Credo sia questa sorta di gratificazione morale il riscontro più piacevole e positivo della attesa fase di recupero, ancor più appagante e premiante in quanto derivante da un periodo assai sofferto della vita professionale e, spero, propedeutico al superamento del rammarico di ciò che avrebbe potuto essere se tutto ciò che è stato costruito con convinzione e fatica non fosse stato barbaramente demolito. 
  
Chi ringrazia per il lieto fine della vicenda?

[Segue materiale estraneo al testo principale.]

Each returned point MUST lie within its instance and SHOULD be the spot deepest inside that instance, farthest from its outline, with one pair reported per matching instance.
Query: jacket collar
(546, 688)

Oltre che alla Magistratura e agli inquirenti, per il lavoro svolto con straordinaria costanza e determinazione, esprimo viva gratitudine ai miei avvocati difensori, il cui impegno e dedizione sono stati fondamentali per il raggiungimento di questo risultato.
   
Non posso, tuttavia, non menzionare la mia famiglia che, pur smembrata per gli effetti di una separazione illogica, anomala, innaturale qual è stata quella impostami da una obbligata migrazione in altra regione, ha retto all’impatto di un trauma così violento diventando, soprattutto nei momenti tutt’altro che infrequenti in cui la disperazione superava il ragionamento, risorsa vitale, accorta ed insostituibile nella definizione delle decisioni più lucide, utili e corrette.
   
Sentimenti di riconoscenza, evidentemente sostenuti dalla motivata considerazione del ruolo insostituibile acquisito quasi “di diritto” dopo anni di valida, intensa e fedele collaborazione, esprimo anche a chi non ha mai abbandonato la barca nemmeno nelle fasi più tempestose della bufera ad esclusivo beneficio dei Pazienti, destinatari ultimi – ma non ultimi – del mio grazie più grande. Va a loro il mio più commosso apprezzamento per la stima, la fiducia incondizionata e l’affetto impagabile che hanno voluto e saputo dimostrarmi, concedendomi il privilegio – verosimilmente non comune – di poter tenere alta la testa persino nei momenti più oscuri e deprimenti dell’ignominia e della cattiveria.